To summarize the response of category-selective neurons, we quantified the depth of selectivity (DOS) for each neuron: \({DOS}=\frac{n-({\sum }_{j=1}^{n}{r}_{j})/{r}_{\max }}{n-1}\), where n is the number of categories (n = 50), r_j is the mean firing rate to category j, and r_max is the maximal mean firing rate across all categories. DOS varies from 0 to 1, with 0 indicating an equal response to all categories and 1 exclusive response to one category, but not to any of the other categories. Thus, a DOS value of 1 is equal to the maximal sparseness of category coding. The DOS index has been used in many prior studies investigating visual selectivity^11,68,69.

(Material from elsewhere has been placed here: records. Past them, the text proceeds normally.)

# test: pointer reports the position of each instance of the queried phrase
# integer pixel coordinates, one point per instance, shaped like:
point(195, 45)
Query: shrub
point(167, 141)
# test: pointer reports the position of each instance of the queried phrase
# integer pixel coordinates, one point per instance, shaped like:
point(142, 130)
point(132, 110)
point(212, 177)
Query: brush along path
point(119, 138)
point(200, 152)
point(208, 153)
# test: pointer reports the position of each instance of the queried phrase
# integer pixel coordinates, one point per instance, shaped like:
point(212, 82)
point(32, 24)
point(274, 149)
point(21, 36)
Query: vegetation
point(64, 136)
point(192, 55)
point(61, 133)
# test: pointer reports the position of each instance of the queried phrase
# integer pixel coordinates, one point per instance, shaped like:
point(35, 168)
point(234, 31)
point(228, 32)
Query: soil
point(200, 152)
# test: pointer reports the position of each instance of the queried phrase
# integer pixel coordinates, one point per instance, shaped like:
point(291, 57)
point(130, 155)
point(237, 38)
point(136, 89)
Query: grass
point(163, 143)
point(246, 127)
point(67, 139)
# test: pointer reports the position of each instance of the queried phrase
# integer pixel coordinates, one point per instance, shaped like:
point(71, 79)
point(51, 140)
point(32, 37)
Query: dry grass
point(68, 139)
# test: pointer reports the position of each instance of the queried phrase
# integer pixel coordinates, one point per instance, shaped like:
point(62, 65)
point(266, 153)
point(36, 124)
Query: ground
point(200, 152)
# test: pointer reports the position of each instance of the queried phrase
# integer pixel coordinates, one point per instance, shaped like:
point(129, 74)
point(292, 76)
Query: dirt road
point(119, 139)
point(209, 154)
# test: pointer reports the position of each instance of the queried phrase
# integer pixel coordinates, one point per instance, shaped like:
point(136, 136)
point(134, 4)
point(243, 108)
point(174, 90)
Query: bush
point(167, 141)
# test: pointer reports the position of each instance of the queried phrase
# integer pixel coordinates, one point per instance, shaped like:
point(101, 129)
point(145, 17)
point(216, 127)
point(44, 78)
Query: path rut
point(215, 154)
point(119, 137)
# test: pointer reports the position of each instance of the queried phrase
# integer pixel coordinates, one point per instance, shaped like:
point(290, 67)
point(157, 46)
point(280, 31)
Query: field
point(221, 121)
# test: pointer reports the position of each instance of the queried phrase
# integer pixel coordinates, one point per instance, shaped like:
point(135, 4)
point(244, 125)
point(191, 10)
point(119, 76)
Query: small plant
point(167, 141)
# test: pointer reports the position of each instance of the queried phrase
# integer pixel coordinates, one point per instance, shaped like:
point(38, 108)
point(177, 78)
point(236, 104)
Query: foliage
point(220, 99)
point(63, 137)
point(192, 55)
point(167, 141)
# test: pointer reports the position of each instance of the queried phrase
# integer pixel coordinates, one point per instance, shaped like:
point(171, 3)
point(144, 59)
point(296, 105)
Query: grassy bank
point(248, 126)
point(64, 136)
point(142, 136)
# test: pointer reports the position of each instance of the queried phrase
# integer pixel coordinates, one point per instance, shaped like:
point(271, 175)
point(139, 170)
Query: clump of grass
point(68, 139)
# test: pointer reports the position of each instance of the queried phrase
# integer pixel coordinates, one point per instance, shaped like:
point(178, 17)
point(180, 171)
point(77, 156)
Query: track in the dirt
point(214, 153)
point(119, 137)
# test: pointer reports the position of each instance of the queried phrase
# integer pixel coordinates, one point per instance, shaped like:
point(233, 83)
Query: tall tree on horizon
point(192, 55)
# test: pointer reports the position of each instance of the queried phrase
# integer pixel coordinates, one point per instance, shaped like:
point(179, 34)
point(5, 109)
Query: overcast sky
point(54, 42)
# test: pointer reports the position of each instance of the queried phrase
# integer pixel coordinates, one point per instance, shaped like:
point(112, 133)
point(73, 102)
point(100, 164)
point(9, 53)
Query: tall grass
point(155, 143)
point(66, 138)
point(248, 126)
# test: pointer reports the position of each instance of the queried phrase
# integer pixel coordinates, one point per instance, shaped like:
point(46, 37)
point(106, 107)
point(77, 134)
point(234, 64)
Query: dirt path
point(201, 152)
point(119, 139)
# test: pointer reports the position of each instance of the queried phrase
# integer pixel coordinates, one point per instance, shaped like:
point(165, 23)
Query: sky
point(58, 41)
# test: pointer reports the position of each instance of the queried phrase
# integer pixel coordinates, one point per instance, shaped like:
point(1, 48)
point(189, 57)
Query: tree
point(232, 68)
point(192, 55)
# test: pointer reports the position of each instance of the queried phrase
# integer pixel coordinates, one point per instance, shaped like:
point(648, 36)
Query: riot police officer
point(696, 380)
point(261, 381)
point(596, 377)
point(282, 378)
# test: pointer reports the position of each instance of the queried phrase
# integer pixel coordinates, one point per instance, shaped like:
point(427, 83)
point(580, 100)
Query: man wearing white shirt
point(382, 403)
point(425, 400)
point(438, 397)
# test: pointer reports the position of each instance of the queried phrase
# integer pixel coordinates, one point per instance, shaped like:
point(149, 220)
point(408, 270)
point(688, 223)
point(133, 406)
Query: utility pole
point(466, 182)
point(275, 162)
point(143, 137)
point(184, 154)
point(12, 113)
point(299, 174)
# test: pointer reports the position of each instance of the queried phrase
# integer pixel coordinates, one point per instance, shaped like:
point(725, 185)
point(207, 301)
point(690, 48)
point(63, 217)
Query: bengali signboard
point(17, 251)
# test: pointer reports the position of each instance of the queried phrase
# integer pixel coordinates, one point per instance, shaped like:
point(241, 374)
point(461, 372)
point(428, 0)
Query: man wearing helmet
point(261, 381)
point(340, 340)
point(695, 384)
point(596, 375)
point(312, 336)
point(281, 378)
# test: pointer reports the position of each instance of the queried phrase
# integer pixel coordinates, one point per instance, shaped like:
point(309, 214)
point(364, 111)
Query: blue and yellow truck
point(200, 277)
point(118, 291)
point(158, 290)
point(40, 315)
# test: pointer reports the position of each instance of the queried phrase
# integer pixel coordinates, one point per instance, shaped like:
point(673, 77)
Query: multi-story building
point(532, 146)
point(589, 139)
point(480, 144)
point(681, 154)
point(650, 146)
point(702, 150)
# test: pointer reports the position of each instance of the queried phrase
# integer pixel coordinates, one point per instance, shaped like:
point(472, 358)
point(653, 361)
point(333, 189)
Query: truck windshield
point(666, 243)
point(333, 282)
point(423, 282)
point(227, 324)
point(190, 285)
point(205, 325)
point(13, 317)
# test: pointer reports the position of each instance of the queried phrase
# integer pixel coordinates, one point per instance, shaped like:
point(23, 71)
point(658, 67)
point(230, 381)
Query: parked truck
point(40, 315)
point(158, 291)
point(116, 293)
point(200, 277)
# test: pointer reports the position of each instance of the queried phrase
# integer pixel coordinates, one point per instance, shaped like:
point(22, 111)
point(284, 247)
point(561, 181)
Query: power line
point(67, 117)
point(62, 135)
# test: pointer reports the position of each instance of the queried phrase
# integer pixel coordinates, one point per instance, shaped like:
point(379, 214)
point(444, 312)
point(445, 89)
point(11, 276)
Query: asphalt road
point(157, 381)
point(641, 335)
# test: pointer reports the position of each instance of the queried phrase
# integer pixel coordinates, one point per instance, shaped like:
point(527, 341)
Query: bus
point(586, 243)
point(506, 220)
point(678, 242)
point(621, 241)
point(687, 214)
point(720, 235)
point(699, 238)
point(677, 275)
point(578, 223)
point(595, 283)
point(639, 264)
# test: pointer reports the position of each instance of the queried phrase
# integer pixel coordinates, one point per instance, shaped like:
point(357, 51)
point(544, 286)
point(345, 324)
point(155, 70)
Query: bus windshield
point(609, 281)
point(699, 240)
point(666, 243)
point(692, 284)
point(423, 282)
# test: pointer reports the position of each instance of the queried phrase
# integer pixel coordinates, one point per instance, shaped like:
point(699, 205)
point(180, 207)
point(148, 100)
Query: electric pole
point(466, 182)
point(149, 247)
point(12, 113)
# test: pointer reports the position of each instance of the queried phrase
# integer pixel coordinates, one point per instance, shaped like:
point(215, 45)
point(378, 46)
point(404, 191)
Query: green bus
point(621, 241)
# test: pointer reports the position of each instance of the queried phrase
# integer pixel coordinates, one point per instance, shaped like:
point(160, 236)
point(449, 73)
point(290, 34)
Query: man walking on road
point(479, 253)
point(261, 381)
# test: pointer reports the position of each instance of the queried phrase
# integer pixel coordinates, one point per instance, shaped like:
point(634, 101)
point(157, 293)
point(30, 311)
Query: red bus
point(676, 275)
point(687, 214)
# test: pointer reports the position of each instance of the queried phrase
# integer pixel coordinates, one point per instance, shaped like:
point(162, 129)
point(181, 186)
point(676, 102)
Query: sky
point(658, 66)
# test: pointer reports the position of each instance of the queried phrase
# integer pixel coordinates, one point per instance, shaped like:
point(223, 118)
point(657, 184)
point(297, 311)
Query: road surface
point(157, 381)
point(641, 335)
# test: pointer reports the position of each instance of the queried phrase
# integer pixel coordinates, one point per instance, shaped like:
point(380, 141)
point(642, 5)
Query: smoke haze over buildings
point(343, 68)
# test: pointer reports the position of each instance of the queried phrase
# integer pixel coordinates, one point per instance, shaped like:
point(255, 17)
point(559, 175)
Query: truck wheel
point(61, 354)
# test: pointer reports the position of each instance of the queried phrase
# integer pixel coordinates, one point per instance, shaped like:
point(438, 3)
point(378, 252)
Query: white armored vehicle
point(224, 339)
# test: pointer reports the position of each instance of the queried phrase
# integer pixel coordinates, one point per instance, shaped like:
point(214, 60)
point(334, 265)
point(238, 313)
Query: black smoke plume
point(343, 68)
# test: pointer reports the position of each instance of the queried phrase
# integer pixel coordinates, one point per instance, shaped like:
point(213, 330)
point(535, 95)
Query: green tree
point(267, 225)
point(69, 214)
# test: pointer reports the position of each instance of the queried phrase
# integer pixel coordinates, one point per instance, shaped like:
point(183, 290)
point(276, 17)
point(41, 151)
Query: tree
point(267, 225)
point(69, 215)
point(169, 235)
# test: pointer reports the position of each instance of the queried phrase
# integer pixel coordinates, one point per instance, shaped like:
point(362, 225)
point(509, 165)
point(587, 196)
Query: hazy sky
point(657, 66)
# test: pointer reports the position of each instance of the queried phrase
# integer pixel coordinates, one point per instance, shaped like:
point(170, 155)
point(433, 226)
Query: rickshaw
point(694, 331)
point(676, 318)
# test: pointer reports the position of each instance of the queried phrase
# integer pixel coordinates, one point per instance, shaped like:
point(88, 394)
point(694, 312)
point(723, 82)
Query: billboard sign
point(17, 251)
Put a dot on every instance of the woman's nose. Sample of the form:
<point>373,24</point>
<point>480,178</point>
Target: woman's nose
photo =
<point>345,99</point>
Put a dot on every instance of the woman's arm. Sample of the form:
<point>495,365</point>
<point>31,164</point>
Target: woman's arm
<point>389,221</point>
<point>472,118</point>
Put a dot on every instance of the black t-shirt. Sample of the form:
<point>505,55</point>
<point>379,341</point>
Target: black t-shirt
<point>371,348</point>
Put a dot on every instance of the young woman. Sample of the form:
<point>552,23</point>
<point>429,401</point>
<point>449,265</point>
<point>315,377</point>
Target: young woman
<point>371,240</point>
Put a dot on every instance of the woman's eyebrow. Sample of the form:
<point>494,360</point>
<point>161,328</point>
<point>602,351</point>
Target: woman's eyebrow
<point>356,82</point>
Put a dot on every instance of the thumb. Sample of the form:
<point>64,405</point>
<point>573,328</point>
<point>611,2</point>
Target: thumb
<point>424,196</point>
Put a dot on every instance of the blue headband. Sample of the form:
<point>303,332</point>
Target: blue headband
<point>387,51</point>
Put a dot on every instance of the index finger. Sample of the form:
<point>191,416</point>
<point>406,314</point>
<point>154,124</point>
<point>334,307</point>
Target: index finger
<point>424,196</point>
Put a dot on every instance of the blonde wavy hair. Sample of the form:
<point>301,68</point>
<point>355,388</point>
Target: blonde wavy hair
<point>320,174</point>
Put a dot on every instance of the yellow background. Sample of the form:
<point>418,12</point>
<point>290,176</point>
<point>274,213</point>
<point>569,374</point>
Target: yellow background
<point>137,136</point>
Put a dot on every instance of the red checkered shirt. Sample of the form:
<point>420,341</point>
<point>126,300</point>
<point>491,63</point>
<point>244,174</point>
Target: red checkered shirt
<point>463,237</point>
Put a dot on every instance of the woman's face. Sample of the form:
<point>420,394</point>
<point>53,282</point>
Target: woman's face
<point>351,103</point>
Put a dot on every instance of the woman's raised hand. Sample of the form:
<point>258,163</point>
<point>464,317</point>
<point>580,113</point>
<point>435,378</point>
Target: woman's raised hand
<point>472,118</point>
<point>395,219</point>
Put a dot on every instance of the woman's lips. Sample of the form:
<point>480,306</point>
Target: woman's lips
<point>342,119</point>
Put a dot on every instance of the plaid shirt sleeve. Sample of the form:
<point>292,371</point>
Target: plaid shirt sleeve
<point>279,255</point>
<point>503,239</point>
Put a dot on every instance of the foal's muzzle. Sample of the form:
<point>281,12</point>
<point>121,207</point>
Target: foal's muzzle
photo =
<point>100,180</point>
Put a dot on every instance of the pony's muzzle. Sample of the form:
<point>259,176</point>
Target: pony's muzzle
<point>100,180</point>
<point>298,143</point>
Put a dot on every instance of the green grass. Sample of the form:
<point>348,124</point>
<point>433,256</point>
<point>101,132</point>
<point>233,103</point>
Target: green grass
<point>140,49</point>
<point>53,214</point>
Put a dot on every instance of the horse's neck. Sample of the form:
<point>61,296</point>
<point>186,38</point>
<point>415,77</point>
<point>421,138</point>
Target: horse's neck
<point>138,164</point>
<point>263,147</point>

Population decoding of object categories

We pooled all recorded neurons into a large pseudo-population. Firing rates were z-scored individually for each neuron to give equal weight to each unit regardless of firing rate. We used a maximal correlation coefficient classifier (MCC) as implemented in the MATLAB neural decoding toolbox (NDT)⁷⁰. The MCC estimates a mean template for each class i and assigns the class for a test trial. We used 8-fold cross-validation, i.e., all trials were randomly partitioned into 8 equal-sized subsamples, of which 7 subsamples were used as the training data and the remaining single subsample was retained as the validation data for assessing the accuracy of the model, and this process was repeated 8 times, with each of the 8 subsamples used exactly once as the validation data. We then repeated the cross-validation procedure 50 times for different random train/test splits. Statistical significance of the decoding performance for each group of neurons against chance was estimated by calculating the percentage of bootstrap runs (50 in total) that had an accuracy below chance (i.e., 2% when decoding all object categories). Statistical significance for comparing between groups of neurons was estimated by calculating the percentage of bootstrap runs (50 in total) that one group of neurons had a greater accuracy than the other. Spikes were counted in bins of 500 ms size and advanced by a step size of 50 ms. The first bin started at −500 ms relative to trial onset (bin center was thus 250 ms before trial onset), and we tested 31 consecutive bins (the last bin was thus from 1000 ms to 1500 ms after trial onset). For each bin, a different classifier was trained/tested. For both tests, we used FDR⁶⁷ to correct for multiple comparisons across time points. The same decoding approach was used in our prior studies^10,71 and has been shown to be very effective in the study of neural population activity.

Image memorability

We used a pre-trained DNN model, ResMem⁴⁰, designed to predict the memorability of images, to calculate the memorability score for each image. The memorability score from ResMem represents how likely an image is to be remembered by people after a single view. The score ranges from 0 to 1, with scores closer to 1 indicating that the image is highly memorable, meaning most people who see it are likely to remember it, and scores closer to 0 suggesting that the image is less memorable, meaning people are less likely to recall it after seeing it. This score is derived from patterns learned by the ResMem model, which was trained on large datasets of images with known memorability ratings. The model analyzes the visual features of an image and predicts how effectively it will be stored in and retrieved from human memory. For each dataset, we compared stimuli with the top 30% memorability scores (high-memorability group) to stimuli with the bottom 30% memorability scores (low-memorability group) across sessions. To ensure a reliable comparison, we only included sessions with more than 10 trials in both the high-memorability and low-memorability groups (e.g., 62 out of 64 sessions from the phased recognition memory task).

Reporting summary

Further information on research design is available in the Nature Portfolio Reporting Summary linked to this article.